The side of her face lay on the horse’s neck, and the light came from Lancelot’s direction, not the sky.

Vera blinked, trying to make sense of what she was seeing. There was a lantern, a ball of light not unlike the ones she’d seen in Glastonbury, this one the size of a grapefruit and bobbing along between the two horses of its own accord. It didn’t create any harsh shadows nor hurt to look at directly, but lit the space around them in all directions, like a traveling bubble. She sat up and rubbed her face.

“Good morning, there,” Lancelot said. “Did you have a nice nap?”

She didn’t know how long she’d been sleeping. Long enough for her neck and back to be stiff from the awkward position and for the moonstone on her forehead to have indented her skin where it pressed against her. Her ears perked at the distinct clip-clop sound of hoof on stone. They’d left the marshland and arrived on a cobbled street. They passed a farmhouse with a thatched roof, and she saw a concentrated cluster of light not far ahead atop a great hill, guessing that it marked their destination. “Is that where we’re going?”

“Yes. Once we pass through the village gates, it’s only a few minutes to the castle.”

A few minutes to the castle. Vera’s stomach gave a jump. This was really happening.

They switch-backed along the path up the hill to a towering stone wall extending in either direction. If the wall stopped or curved, it was far enough away that Vera couldn’t see. She understood straight away why this spot might be chosen for a castle—the high ground for miles, defensible and fortifiable. The gates to town were shut and guarded, with men posted at alternating pillars atop the stone wall, only their dark silhouettes visible from the ground. The road was blocked by a massive wooden gate in the shape of an arch, split into two doors. With both swung open, it would be wide enough for most modern vehicles. Two soldiers were posted at each side of the gate. Lancelot called out to them, and they immediately recognized him.

The guard atop the wall shouted out, “Two on foot!”

The left side swung outward with an angry moan. The cobbled road snaked through the town. Homes were frequent in patches interspersed with shops and market stalls; a blacksmith here, maybe a pub there. The smell of smoky peatmoss fires rose from rudimentary chimneys, and the glow from hearths peered through cracks in window shutters where households stirred. Some lights through the town emanated a familiar sunset color, unmistakably the type of magic light that Lancelot carried.

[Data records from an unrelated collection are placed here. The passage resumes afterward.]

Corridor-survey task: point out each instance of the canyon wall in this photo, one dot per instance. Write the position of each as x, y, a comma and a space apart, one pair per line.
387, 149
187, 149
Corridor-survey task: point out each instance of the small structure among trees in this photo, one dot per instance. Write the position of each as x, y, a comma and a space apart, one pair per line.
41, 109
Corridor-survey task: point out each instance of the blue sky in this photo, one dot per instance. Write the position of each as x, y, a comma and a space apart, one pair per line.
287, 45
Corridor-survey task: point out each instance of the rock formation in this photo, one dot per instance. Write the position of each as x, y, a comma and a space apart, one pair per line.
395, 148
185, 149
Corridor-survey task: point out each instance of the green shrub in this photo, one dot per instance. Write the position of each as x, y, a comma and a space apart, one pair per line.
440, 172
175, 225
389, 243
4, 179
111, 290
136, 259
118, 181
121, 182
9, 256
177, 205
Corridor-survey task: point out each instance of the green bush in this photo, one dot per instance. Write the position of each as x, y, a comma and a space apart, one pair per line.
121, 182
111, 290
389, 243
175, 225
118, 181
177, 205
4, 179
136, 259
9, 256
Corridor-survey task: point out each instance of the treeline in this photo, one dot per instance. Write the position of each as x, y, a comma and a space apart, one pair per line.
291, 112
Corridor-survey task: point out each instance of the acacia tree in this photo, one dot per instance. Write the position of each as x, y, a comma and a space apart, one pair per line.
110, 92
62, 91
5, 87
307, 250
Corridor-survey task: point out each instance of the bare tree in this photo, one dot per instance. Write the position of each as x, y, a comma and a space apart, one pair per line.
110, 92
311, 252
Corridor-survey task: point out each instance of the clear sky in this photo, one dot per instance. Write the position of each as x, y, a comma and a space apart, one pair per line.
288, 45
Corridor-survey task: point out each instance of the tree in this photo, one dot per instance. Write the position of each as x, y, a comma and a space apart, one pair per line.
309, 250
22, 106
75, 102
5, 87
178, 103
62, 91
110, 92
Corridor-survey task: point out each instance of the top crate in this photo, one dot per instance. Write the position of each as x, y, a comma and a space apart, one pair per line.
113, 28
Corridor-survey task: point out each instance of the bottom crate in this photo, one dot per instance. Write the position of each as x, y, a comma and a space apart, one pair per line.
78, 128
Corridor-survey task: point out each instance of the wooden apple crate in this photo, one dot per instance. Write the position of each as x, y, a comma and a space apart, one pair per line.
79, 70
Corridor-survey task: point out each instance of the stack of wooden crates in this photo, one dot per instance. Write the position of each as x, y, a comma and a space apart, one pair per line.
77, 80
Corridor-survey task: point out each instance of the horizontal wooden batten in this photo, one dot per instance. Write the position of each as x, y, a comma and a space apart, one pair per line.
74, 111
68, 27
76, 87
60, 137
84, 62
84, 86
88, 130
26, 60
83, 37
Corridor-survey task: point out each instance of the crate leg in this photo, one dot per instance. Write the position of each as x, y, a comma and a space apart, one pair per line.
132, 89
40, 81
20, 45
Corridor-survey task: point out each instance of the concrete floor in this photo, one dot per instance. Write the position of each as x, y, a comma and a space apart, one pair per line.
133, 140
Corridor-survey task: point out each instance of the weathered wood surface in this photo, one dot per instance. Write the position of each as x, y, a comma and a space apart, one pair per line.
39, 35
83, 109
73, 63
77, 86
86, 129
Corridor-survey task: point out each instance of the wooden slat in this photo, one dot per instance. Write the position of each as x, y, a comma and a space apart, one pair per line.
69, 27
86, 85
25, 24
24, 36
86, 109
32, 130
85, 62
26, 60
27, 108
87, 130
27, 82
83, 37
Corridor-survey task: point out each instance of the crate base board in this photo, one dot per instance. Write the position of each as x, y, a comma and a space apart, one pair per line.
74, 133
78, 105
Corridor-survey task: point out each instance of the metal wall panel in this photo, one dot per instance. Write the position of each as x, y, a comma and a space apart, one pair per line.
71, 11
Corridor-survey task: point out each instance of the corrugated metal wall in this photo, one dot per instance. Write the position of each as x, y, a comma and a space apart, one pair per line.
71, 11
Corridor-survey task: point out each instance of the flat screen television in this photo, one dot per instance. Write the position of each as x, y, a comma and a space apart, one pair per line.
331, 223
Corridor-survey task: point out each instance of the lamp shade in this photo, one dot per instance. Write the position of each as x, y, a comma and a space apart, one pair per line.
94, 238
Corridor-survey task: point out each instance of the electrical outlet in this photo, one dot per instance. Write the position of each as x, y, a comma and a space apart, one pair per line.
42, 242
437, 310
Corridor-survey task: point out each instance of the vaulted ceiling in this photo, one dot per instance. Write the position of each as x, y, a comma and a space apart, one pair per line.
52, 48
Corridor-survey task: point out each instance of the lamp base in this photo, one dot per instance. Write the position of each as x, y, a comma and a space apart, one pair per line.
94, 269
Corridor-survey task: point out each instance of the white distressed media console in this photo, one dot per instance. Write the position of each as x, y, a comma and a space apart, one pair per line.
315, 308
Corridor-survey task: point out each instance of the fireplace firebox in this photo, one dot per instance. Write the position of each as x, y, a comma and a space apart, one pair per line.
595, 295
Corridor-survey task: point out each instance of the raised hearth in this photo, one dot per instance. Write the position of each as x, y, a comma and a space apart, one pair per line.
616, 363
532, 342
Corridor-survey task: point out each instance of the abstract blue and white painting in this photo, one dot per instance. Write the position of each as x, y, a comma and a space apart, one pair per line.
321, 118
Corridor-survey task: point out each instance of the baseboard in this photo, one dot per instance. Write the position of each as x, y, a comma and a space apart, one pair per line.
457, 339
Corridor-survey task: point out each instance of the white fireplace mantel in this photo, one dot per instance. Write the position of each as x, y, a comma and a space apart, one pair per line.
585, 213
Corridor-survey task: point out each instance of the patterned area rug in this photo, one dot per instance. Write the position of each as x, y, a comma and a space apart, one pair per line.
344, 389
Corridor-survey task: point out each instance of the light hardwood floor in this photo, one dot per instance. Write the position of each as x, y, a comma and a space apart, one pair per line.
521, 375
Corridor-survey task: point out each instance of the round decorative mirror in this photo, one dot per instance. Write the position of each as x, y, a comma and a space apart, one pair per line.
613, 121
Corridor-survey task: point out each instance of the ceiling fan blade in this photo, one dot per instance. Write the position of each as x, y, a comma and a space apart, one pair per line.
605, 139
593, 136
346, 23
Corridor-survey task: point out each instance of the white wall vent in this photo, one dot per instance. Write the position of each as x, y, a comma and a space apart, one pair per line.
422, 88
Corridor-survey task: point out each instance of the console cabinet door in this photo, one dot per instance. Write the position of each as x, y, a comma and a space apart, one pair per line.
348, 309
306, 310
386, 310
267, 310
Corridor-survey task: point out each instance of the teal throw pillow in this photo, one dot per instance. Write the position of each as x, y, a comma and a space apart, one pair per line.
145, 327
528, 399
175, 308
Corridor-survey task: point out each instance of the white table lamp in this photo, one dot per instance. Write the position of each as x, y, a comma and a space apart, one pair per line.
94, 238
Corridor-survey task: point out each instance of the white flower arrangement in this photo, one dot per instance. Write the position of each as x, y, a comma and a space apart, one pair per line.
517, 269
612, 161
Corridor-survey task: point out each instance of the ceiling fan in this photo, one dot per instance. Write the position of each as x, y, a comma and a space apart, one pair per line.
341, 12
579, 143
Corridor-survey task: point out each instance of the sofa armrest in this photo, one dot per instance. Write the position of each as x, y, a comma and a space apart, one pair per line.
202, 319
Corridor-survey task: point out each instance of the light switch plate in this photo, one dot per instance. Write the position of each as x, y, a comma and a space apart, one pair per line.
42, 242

They rounded the corner, and she saw it. She couldn’t imagine how she hadn’t noticed it sooner—perhaps clever placement of the structures on the hill. Even in the dark, though, the castle was unmistakable. It was not the cold medieval fort structure Vera expected. It was taller, the stone a light pearl color with an opalescent sheen in the moon’s glow. The same wall surrounding the town carved another path in front of the castle for an added layer of protection, each section divided by a turreted watch tower. Four much taller towers rose behind it, marking the castle’s corners. Three reached an equal and impressive height, topped by a round stone silo with a pointed cone roof. The fourth tower, farthest from Vera and Lancelot, was even taller and capped with a solid, flat-topped cylinder. Peaked roofs poked up from behind and between the wall and towers. There weren’t spires reaching twelve stories high, nor was there a moat with a draw bridge or cascading fountains, but it was beautiful in its simple and shining form.